Aufgrund ihres niedrigen Siedepunktes bzw. hohen Dampfdrucks verflüchtigen (verdampfen) diese Stoffe schnell und reichern sich  in der Luft an. Zu den VOC zählen zum Beispiel Verbindungen der Stoffgruppe Alkane/Alkene, Aromaten, Terpene, Halogenkohlenwasserstoffe, Ester, Aldehyde und Ketone. Durch die komplexen Stoffgemische in Innenräumen ergeben sich unkalkulierbare Wirkungen.

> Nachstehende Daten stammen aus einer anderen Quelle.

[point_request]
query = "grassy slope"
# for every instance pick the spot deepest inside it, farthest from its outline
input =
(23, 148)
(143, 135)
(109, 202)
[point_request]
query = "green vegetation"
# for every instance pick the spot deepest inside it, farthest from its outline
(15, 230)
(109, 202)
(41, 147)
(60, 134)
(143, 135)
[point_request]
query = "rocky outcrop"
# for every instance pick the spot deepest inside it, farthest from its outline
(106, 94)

Es gibt eine Vielzahl von natürlich vorkommenden VOC, die zum Teil auch in erheblichen Mengen in der Atmosphäre abgegeben werden, zum Beispiel Terpene und Isopren aus Wäldern.         

 

Vorkommen:

  • Lacke,
  • Farben,
  • Klebstoffe,
  • lackierte und verleimte Möbel,
  • Teppichkleber,
  • Fugendichtungsmassen,
  • Holzwerkstoffplatten,
  • Styropor,
  • PU-.Schaum,
  • Teppiche,
  • Textilien,
  • Drucker,
  • Kopierer,
  • Wasch- und Putzmittel,
  • Kosmetika,
  • Tabakrauch, …  

 

Biologische Wirkung

Erkrankungen durch Schadstoffe in Wohnungen, Büros, Kindertagesstätten und Schulen nehmen zu. Auch wenn noch keine wissenschaftlich gesicherten Erkenntnisse zur gesundheitlichen Gefährdung vorliegen, raten Mediziner angesichts der wachsenden Zahl von Allergikern zur Minimierung von leichtflüchtigen Schadstoffen im Wohnumfeld.

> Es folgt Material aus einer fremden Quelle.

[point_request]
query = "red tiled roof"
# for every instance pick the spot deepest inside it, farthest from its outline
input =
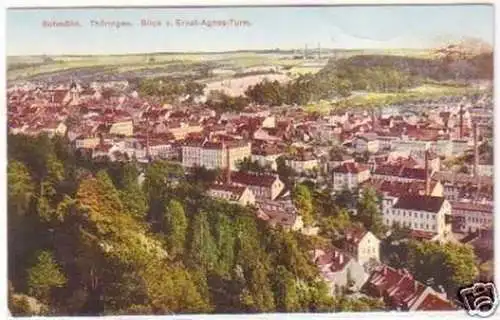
(236, 190)
(417, 234)
(434, 303)
(420, 203)
(354, 235)
(261, 180)
(334, 259)
(413, 173)
(472, 207)
(350, 167)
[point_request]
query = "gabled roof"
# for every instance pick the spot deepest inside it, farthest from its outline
(350, 167)
(433, 302)
(420, 203)
(354, 235)
(253, 179)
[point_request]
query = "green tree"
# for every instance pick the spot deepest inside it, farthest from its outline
(303, 202)
(44, 276)
(451, 265)
(285, 288)
(202, 247)
(176, 225)
(20, 187)
(368, 211)
(131, 194)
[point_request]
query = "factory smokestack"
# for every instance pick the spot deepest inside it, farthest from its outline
(427, 180)
(461, 115)
(228, 163)
(476, 149)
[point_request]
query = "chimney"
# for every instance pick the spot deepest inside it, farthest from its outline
(228, 163)
(427, 180)
(476, 150)
(461, 121)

Lösemittel schädigen das Nervensystem. Einige haben krebserregende Wirkungen, manche schädigen Leber, Nieren und Blut oder führen zu Allergien. Häufige Symptome sind Kopfschmerzen, Schwindelgefühle, Sehstörungen, Atemwegs- und Schleimhautreizungen, Gliederschmerzen, Schwäche, …         

 

Messverfahren:

Mit einem direktanzeigenden Photoionisationsdetektor können wir Belastung der Raumluft vor Ort aufdecken, können Räume vergleichen, geeignete Messpunkte definieren und Quellen aufspüren. Photoionisationsdetektoren werden in der Umwelt- und Arbeitsplatzüberwachung eingesetzt. In der Baubiologie werden Geräte benötigt, die auch noch feinste Spuren nachweisen können. Werden Auffälligkeiten lokalisiert, können dort gezielt Proben zur Laboranalyse genommen werden.